Associazioni contro pesticidi: Governo italiano metta al bando il glifosato

Il Piano supporti l’agricoltura pulita, invece di spingere l'uso sostenibile dei pesticidi

[2 aprile 2015]

Il Tavolo delle Associazioni contro i pesticidi denuncia che «Invece di avviare la procedura per mettere al bando il glifosato, dopo che l’Agenzia internazionale per la ricerca sul cancro (IARC)  ne ha decretato la “probabile cancerogenicità”, il nostro Governo si avvia a discutere e mettere in atto un piano di azione nazionale “per l’uso sostenibile dei prodotti fitosanitari” che ne prevede ampio uso anche per pratiche definite “sostenibili” e che saranno finanziate  dai nuovi PSR. A denunciarlo è il Tavolo delle Associazioni ambientaliste e dell’agricoltura biologica di cui fanno parte 14 associazioni nazionali».

Il Tavolo – del quale fanno parte: Aiab, Associazione per l’Agricoltura Biodinamica, FAI, Federbio, Firab, Italia Nostra, Legambiente, Lipu, Slowfood, Touring Club Italiano, Associazione Pro Natura,SIEP, UpBio e Wwf –  ricorda che «Il glifosato è l’erbicida più utilizzato al mondo. Dal 1992 al 2012 il suo uso è aumentato di 140 volte solo negli Stati Uniti. Oggi, inoltre, è il fitofarmaco più collegato alle coltivazioni Ogm. Per questo Monsanto, la multinazionale che lo produce sotto il marchio commerciale di RoundUp, ha definito il rapporto dello IARC (che fa parte dell’Organizzazione Mondiale della Sanità)“scienza spazzatura” e pochi giorni fa ha chiesto all’Organizzazione mondiale per la sanità il ritiro del rapporto».

Lla portavoce del Tavolo Maria Grazia Mammuccini  dice che si tratta di «Una reazione di panico giustificata dagli enormi guadagni portati  dall’erbicida alla multinazionale. Il nostro Paese e l’Unione europea devono rispondere ad altri interessi cioè agli interessi di milioni di agricoltori esposti direttamente all’uso del glifosato e alle centinaia di milioni di cittadini che nel continente consumano prodotti trattati con questo pesticida».

Per ora il nostro governo non ha raccolto  nessuna richiesta del mondo delle associazioni ambientaliste e dell’agricoltura biologica che spiegano: «Nel Piano di azione nazionale  non sono previste azioni concrete per ridurre l’uso dei pesticidi e invece di favorire la diffusione di  pratiche che non ne fanno uso come l’agricoltura biologica e biodinamica sostenendo gli agricoltori verso la conversione, si lavora solo per garantire l’obbligo di rispettare le prescrizioni in etichetta con un approccio che alla fine porterà come sempre un nuovo peso economico e burocratico sulle spalle degli agricoltori senza eliminare nessun pesticida».

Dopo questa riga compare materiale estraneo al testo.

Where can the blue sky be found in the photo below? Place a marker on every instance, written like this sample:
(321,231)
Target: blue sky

Secondo un dell’Ispra uscito a febbraio, l’Italia è il maggiore consumatore di pesticidi per unità di superficie coltivata dell’Europa occidentale, con valori doppi rispetto a Francia e  Germania. Nelle acque si trovano importanti tracce di molte sostanze: «175 tipologie di pesticidi nel 2012 a fronte dei 166 del 2010 e di 118 del biennio 2007-2008 – dicono quelli del tavolo Pan –  E le sostanze che più spesso hanno determinato il superamento sono il glifosato e i suoi metaboliti, il metolaclor, il triciclazolo, l’oxadiazon, la terbutilazina».

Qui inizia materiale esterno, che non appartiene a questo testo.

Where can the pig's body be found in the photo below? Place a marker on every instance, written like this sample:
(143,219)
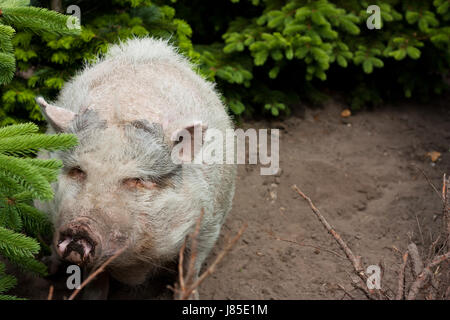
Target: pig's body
(119,183)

Per il 14 aprile, i ministeri delle politiche agricole, della salute e dell’ambiente e il CNR hanno organizzato il convegno “Piano di azione nazionale per l’uso sostenibile dei prodotti fitosanitari: coordinamento, ricerca e innovazione” e nessuna associazione agricola fa parte del panel dei relatori e la Mammuccini rivolta al governo chiede: «Vogliamo veramente programmare un uso sostenibile di probabili cancerogeni? Oppure, come sta accadendo in questi giorni in Olanda e come Francia e Brasile si accingono a fare, vogliamo mettere al bando perlomeno quelli probabilmente cancerogeni come il glifosato ed applicare davvero il principio di precauzione  per salvaguardare le condizioni di vita e di lavoro e per evitare l’insorgere di altri tumori?».